Paula Doran, 67, from Hertfordshire, visits with her three-year-old wheaten terrier Lola, one of nine Pets As Therapy dogs who go around the wards and outpatient department to take patients’ minds off their stay in hospital.
“I’ve been in hospital myself and it’s such an alien and lonely environment – and you can feel quite isolated. I would have wanted to see a dog during my stay,” said Paula, a former nurse.
For the past couple of years, the pair have been visiting a care home in Bedfordshire once a week. In December they started volunteering at Addenbrooke’s.
Paula said: “Lola is the perfect dog. To do this you need quite a rare combination of being very calm, but liking people and not jumping up.
“People are often sitting around for long periods of time and are quite isolated and sad. But then when they see the dog come in their faces light up. People greet her with such enthusiasm and get so excited.”
Like many of the volunteers, Paula says she enjoys sitting with the patients and listening to their stories.
“Sometimes they will open up about all sorts of things – about their fears – because I have the time. I never ask prying questions. I just listen,” she said. “It can be quite sad at times because sometimes you’re meeting someone who is in a bad way. But the fact that they can stroke Lola and be with her – it’s amazing. It makes the hospital feel a little bit more like a home.”
Anthony Wallis joined the hospital in January last year. It’s not his first volunteering role. The 62-year-old took a sabbatical from work in 2012 to do volunteer training and HR at the London Olympic and Paralympic Games.
“It was a really interesting place to work – I really enjoyed it and that was the motivation to volunteer here,” said the retired PE teacher.
Anthony, who retired in 2015, always tries to take the stairs and can average 20,000 steps a day while guiding people to their appointments.
“Sometimes people get a bit anxious if they think they’re going to be late, or they don’t know where they’re going so you have to reassure them that you’ll get them where they need to be and on time.”
“You often get to recognise that look of slight disorientation,” he added.
In 2013, Anthony was rushed to the hospital with a detached retina in his eye, which required an emergency operation. Then, in 2015, he returned for the same problem in his other eye.
“I saw the work that was going on and how busy the staff were, and I felt it would be nice to help out,” he said.
The father-of-two added: “For me it was the feeling that staff were under pressure and I wanted to do something to help – just take a bit of pressure off by getting them to their appointments on time.”

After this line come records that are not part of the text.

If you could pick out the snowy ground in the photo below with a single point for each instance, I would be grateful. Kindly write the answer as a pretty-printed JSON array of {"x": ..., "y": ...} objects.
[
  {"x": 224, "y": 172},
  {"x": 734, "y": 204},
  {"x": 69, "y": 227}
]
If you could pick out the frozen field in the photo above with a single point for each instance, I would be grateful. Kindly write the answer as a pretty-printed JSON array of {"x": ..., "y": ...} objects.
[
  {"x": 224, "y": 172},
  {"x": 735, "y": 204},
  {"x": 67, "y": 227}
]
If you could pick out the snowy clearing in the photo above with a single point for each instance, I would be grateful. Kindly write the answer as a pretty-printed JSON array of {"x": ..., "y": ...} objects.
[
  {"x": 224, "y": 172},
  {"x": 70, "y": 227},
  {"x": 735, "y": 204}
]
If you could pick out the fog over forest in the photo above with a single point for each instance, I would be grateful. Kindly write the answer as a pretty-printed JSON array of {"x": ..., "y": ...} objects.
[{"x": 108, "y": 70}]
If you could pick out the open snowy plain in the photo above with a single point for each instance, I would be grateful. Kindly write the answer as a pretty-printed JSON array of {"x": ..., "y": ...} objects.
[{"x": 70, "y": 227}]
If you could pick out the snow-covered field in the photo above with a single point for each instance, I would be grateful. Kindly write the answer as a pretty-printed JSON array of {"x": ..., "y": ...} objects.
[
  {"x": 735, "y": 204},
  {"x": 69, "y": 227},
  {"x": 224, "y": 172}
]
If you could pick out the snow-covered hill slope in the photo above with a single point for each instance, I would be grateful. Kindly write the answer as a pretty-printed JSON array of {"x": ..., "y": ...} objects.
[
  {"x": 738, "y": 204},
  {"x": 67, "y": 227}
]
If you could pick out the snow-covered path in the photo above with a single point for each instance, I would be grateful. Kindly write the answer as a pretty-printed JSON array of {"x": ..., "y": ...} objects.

He added: “If you’ve got a bit of spare time, come and give it go. The other day I met a lovely gentleman, who was 96 and came in with a walking stick, and asked where the ward is. He very apologetically asked if I could give him a hand up there.
“He’d lived in Cambridge his whole life. We talked about life in Cambridge over the years and it was interesting talking to him – you get to meet lots of different people.”